木竜の下に向かう俺達に、陛下は前回とは比べものにもならないほどの品物を用意してくれた。

「あの俗物がこの程度で満足するとも思えんがな」

「ですが、これほどの品物・・・・・・資金はどこから?」

俺は思わず問いかけてしまった。

並べられた品物の数もそうだが、意匠を凝らした貴金属類は一つ一つが途方もない金額であると雄弁に語っている。


「流石は、ラインハルト王太子殿下の一の従者。国庫を気に掛けてくれるとは、将来が楽しみですな」

声のする方を向くと、そこに居たのは宰相閣下だ。

一体、何時からいたんだ?

全く気配を感じなかったぞ?

「詳しい内訳を教えて差し上げましょう。ささ、こちらへ」


 襟首を持たれ引きずられていく俺。

ちょ、はなせ! この!!

あれ? ビクともしないんですけど?

遠ざかる国王陛下とラインハルトが、何やら諦めた顔をしている。

「宰相閣下? 離していただけると嬉しいのですが?」

「遠慮なさらず。魔法使い殿には、税金とは予算とは? と教えねばならないことが沢山ありますからな」

「え? 遠慮させてもらえませんかね?」

「遠慮、されずに」


 一時間たったところで、宰相閣下の部下が声を掛けて来てありがたい講義は終了した。

「では、また別の時間で」

・・・・・・一先ずは、終わったらしい。


「すまんな、アドルフ。今回の件で宰相の奴はかなりキテいたからな」

「陛下、いらしたんですね?」

「助けなかったことを責めんでくれ。ああなったらワシの言葉など聞こえんからな」

そう言いながら、陛下はすまなそうに去っていった。


「災難だったな」

「ラインハルト、宰相って、なにあれ? 完全にヤル人じゃん」

「ああ、知らなかったか? あの人は戦斧術の宗家だからな。ここだけの話、父上が武芸があまり得意でないのもあの人のせいなんだ」

「はあ?」

「あの人が父上の傍仕えになってから、外に出てもあの人が全部片付けるからな。全くといっていいほど実戦経験が無いそうなんだ」


 国王陛下が英雄譚好きなのって、抑圧されていたからじゃないのかな?

あ!

「トムーギの戦斧、あげちゃおうか?」

「そうしろ。
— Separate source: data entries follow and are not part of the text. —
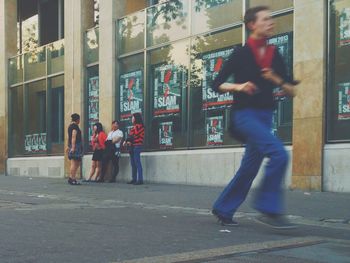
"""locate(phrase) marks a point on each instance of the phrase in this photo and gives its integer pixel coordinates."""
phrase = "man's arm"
(288, 88)
(247, 87)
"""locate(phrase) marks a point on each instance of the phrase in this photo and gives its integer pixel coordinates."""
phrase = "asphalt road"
(47, 220)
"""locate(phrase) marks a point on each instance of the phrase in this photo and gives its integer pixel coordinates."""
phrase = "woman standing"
(98, 140)
(135, 142)
(75, 149)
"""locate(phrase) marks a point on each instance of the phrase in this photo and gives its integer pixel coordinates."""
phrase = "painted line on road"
(230, 251)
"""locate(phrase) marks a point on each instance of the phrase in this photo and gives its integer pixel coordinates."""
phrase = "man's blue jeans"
(255, 125)
(136, 166)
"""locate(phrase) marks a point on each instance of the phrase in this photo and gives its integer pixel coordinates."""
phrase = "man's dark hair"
(138, 118)
(99, 127)
(117, 122)
(75, 117)
(250, 14)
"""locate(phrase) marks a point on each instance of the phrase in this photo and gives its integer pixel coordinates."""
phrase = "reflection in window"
(274, 5)
(131, 32)
(167, 22)
(283, 40)
(208, 14)
(131, 90)
(168, 88)
(338, 96)
(30, 33)
(210, 111)
(55, 57)
(35, 118)
(56, 118)
(16, 119)
(93, 105)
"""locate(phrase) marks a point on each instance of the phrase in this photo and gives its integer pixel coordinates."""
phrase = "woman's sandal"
(73, 181)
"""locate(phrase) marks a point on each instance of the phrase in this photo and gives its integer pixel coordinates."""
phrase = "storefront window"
(131, 32)
(16, 134)
(16, 70)
(35, 118)
(208, 14)
(274, 5)
(338, 96)
(35, 63)
(177, 117)
(167, 22)
(210, 112)
(131, 90)
(93, 106)
(167, 71)
(283, 115)
(55, 57)
(56, 115)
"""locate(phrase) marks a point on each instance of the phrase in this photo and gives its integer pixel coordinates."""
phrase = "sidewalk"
(47, 220)
(313, 205)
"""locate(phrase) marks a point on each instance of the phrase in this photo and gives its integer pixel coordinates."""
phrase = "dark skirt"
(97, 155)
(77, 154)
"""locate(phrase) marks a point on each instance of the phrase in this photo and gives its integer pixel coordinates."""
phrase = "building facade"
(107, 59)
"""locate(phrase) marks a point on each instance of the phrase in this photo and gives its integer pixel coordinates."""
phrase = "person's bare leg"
(98, 170)
(73, 168)
(93, 169)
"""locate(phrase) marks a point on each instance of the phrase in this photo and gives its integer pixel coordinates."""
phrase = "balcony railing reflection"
(37, 63)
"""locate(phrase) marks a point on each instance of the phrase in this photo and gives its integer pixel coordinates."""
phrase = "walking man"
(112, 151)
(258, 68)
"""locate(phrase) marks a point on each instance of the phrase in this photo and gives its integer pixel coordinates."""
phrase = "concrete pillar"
(107, 53)
(78, 17)
(109, 12)
(309, 106)
(8, 48)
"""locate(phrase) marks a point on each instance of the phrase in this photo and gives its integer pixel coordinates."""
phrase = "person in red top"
(135, 143)
(98, 145)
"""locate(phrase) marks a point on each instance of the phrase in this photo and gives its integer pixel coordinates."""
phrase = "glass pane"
(132, 6)
(131, 89)
(56, 115)
(208, 14)
(93, 106)
(274, 5)
(131, 32)
(55, 53)
(283, 39)
(15, 70)
(30, 32)
(35, 63)
(210, 112)
(91, 45)
(35, 117)
(167, 22)
(16, 134)
(338, 96)
(167, 125)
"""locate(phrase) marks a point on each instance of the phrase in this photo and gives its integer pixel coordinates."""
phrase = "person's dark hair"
(99, 127)
(116, 121)
(250, 14)
(138, 118)
(75, 117)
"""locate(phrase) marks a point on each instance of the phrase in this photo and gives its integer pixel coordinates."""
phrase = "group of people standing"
(258, 68)
(106, 149)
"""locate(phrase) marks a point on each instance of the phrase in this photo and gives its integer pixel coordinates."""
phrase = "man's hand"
(270, 75)
(249, 88)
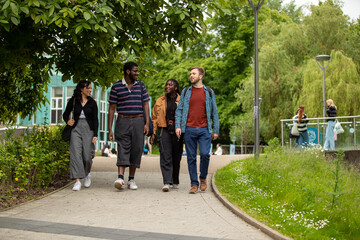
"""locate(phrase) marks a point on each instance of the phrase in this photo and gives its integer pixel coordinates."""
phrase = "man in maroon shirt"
(193, 117)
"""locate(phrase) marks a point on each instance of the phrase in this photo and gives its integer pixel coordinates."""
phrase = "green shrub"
(34, 160)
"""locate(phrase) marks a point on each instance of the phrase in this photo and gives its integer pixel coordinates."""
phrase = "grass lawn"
(299, 193)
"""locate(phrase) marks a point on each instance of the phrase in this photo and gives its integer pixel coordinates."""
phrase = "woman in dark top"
(329, 138)
(300, 119)
(84, 133)
(163, 118)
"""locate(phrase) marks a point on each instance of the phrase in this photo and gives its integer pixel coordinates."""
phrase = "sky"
(350, 8)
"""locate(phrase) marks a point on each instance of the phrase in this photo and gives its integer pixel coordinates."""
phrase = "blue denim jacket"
(182, 110)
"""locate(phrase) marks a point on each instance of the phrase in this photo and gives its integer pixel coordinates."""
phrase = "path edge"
(265, 229)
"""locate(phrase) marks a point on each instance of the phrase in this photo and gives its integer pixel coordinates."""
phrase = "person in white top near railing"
(329, 138)
(218, 149)
(300, 118)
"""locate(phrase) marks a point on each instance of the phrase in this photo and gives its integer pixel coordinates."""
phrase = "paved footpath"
(103, 212)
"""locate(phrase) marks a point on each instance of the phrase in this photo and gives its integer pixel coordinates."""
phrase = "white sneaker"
(77, 186)
(175, 186)
(166, 188)
(132, 184)
(119, 183)
(87, 181)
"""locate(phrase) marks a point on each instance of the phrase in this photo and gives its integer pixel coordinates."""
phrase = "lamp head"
(322, 58)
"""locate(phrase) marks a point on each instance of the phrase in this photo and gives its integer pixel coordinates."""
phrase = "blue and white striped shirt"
(128, 102)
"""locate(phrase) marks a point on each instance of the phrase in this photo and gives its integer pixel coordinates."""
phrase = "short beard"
(132, 78)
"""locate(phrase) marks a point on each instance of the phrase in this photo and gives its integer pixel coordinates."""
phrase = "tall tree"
(84, 40)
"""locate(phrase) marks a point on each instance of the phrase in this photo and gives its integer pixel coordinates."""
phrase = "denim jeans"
(302, 140)
(193, 136)
(329, 138)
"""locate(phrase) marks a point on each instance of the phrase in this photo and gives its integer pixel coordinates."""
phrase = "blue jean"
(193, 136)
(329, 138)
(302, 139)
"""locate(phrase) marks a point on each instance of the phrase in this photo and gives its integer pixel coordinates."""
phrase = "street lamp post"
(321, 61)
(256, 9)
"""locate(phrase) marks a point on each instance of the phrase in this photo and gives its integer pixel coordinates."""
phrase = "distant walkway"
(103, 212)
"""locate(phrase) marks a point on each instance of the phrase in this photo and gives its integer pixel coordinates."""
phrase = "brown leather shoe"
(203, 184)
(193, 189)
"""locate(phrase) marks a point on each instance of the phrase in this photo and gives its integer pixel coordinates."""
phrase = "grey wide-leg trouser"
(81, 147)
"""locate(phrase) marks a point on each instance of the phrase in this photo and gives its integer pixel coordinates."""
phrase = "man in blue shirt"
(196, 109)
(126, 99)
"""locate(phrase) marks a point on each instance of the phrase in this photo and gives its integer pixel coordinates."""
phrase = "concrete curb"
(38, 198)
(265, 229)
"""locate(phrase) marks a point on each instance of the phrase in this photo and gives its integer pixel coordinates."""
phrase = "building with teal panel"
(58, 95)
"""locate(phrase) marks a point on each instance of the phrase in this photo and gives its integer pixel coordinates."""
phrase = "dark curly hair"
(77, 91)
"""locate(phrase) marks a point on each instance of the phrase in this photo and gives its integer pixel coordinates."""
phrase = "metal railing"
(321, 122)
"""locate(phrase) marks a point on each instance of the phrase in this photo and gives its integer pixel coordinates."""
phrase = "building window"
(56, 105)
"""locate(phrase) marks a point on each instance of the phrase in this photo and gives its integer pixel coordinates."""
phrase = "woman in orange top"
(163, 119)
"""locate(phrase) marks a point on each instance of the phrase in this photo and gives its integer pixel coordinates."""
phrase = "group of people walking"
(189, 117)
(301, 120)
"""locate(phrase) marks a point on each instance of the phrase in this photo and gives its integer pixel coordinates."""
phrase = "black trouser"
(170, 156)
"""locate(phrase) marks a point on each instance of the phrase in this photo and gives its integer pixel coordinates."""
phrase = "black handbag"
(151, 127)
(66, 134)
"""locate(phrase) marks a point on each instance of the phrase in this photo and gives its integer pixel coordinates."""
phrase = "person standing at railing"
(300, 119)
(329, 138)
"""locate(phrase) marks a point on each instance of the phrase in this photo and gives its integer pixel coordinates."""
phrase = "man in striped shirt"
(126, 98)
お礼にじっくりとお勉強見てくれると思うぞ」

あ、・・・・・・やっぱり考え直そうかな。


 こんな一幕もありながら、俺達4人は再度、竜の聖地に向けて旅を始めた。

「本当によかったの?」

「なにがですか?」

「子供、置いて来て」

「大丈夫ですわ。信頼出来る方ですし、お嬢様のいい勉強にもなるでしょう?」

「まぁ、そっちが良いならいいんだけど」


 子供たちは何故か、俺の実家に預けられた。

ちょうど乳離れの時期でもある事から、通いの乳母を雇いそのほかは俺の母と妹のヘルガが面倒を見てくれることになった。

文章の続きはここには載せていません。